Esta é uma novela de Simone de Beauvoir escrita em 1966/67, que a autora decidiu não publicar na altura – apenas foi editada nos anos 90 em França e só agora em Portugal, pela editora Quetzal.
A história de “Mal-entendido em Moscovo” (Quetzal Editores, 2015) é completamente datada e o que conta é muito simples à superfície, mas colocando questões que, a um nível mais profundo, lhe confere uma densidade intemporal. E as questões que levanta são muitas, tais como o problema do envelhecimento, das relações do casal, das relações com os filhos já adultos, a preferência dos pais por algum dos filhos – e que raramente coincide em ambos -, as contradições ideológicas.
Anos 60. Plena Guerra Fria. Um mundo afinal muito mais seguro e estável do que o nosso hoje. Nicole e André, casal francês, chegados à casa dos sessenta, burgueses e intelectuais de esquerda, reformados do ensino, naturalmente partidários das sociedades socialistas e da soviética em particular, viajam para Moscovo para visitar Macha que aí vive, a filha do primeiro casamento de André.
A estada em Moscovo acaba por ser decepcionante para Nicole e abre uma fissura inconfessável nas convicções políticas e no relacionamento com o marido através de coisas aparentemente mínimas e pouco perceptíveis do lado de fora. Nada é muito agradável ou interessante afinal, os lugares que previam visitar carecem da autorização prévia imprescindível, comunicada subitamente e sem explicação por parte das autoridades, o peso de uma burocracia absurda limitadora da liberdade de movimentos vai tornando a viagem pesada e sentida por Nicole como demasiado longa. Nicole tem saudades de Paris, de sua casa, da sua vida, da intimidade com o marido sem a presença constante da filha deste. Apesar de Macha ser amável e atenta a ambos, a sua energia e boa disposição acentua a sua sensação de envelhecimento.
E é horrível envelhecer.
«Diziam-lhe muitas vezes isso: tem um ar jovem, é jovem. Cumprimento ambíguo que anuncia penosos amanhãs. Manter a vitalidade, a alegria, a presença de espírito, é manter-se jovem. Logo a quota-parte da velhice é a rotina, a morosidade, a preguiça. Dizem: a velhice não existe, não é nada; ou então, é muito bonita, muito comovente; mas quando lá chegam, mascaram-na pudicamente com palavrinhas mansas. Macha disse: são jovens, mas dera o braço a Nicole. No fundo, era por sua causa que Nicole, desde que chegara, sentia a idade pesar-lhe tanto. Apercebera-se que a imagem que tinha de si própria ficara nos quarenta anos.» (pág. 41)

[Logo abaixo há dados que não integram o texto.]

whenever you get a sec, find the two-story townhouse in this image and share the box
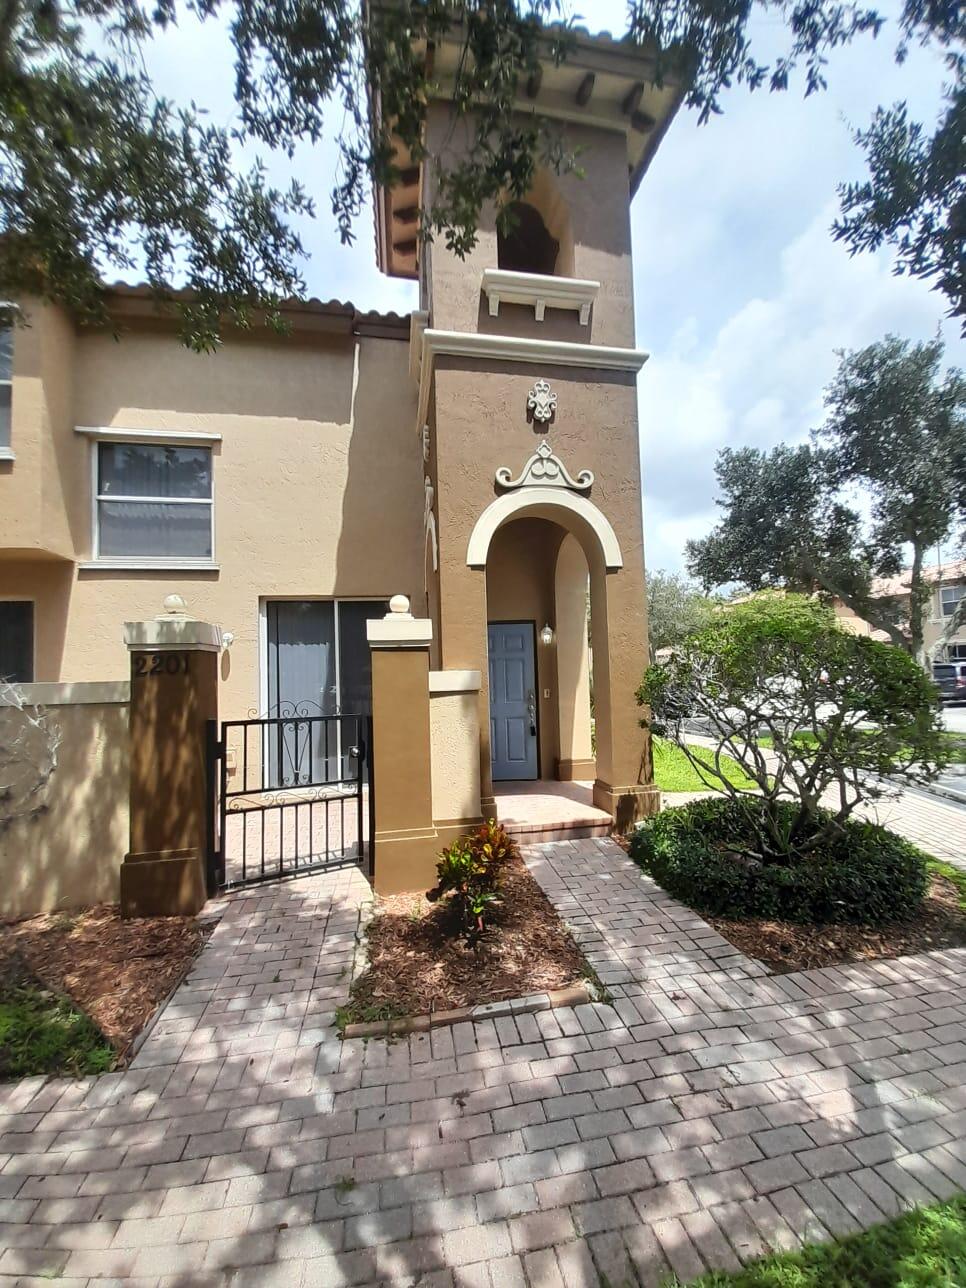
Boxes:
[0,20,685,853]
[0,293,422,723]
[833,560,966,658]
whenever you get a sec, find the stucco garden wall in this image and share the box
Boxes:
[0,683,129,920]
[429,673,482,843]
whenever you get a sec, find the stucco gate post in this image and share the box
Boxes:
[119,596,221,918]
[367,595,439,895]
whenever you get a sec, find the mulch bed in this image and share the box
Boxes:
[0,905,209,1057]
[346,851,588,1019]
[707,870,966,974]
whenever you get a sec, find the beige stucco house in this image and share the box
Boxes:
[833,560,966,659]
[0,25,685,896]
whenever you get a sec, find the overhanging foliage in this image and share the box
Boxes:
[0,1,961,349]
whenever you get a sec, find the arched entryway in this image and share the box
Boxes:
[467,487,655,831]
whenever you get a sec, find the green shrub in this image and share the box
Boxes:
[628,796,927,925]
[427,819,516,941]
[638,593,945,864]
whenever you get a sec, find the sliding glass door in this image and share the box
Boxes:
[265,599,386,786]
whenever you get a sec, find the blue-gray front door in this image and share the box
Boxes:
[488,622,538,781]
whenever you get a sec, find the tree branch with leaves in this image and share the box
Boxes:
[0,680,61,831]
[0,0,961,349]
[688,334,966,665]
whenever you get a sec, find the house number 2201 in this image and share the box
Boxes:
[133,652,190,677]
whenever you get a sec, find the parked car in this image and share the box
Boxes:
[933,661,966,703]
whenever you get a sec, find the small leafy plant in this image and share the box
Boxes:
[426,819,516,943]
[470,818,515,870]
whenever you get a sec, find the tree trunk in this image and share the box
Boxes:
[909,542,928,670]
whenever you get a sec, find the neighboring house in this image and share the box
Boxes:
[833,560,966,659]
[0,23,684,830]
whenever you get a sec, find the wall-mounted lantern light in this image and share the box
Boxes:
[540,623,554,646]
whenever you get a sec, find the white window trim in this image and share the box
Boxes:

E aqui surge a viagem como elemento de ruptura, que tanto pode ser benéfica e refrescante como pode tornar evidentes fissuras dolorosas semi-inconscientes.
É durante a viagem que a triste constatação da velhice e do tempo que resta e de como utilizá-lo surge em pleno, assim como o rumo do casal enquanto unidade ou como dualidade difícil de harmonizar.
A burguesa parisiense, a mulher mimada com uma vida confortável, que mesmo aos 60 anos no fim de tantos anos de casamento não suporta que o marido não lhe dê atenção exclusiva, contradiz o feminismo que pugna pela mulher antecipada e independente, notoriamente o ambiente mental das personagens desta novela e da autora da obra.
Simone de Beauvoir, feminista que teve uma vida libertária, autora de “O Segundo Sexo”, eterna companheira de Sartre – mas com uma relação aberta a outras relações e outras experiências -, escreve esta novela certamente inspirada nas viagens que fez com Sartre a Moscovo, quando ele ia visitar uma amiga russa, Léna Zonina.
Ao ler este livro vem imediatamente à memória, para qualquer cinéfilo, o filme de Roberto Rossellini, Viaggio in Italia (1953), com Ingrid Bergman e Georges Sanders, um casal de meia-idade cujo casamento implode durante uma viagem a Itália trazendo à luz do dia todas as fragilidades incomunicação e afastamento do casal, havendo no final a reconciliação simbolicamente religiosa.
Nesta novela o mal-entendido, aparentemente tão banal, levanta simultaneamente o problema e a solução para este casal, afinal tão bem sucedido no fosso que é quase sempre a incompatibilidade entre um homem e uma mulher.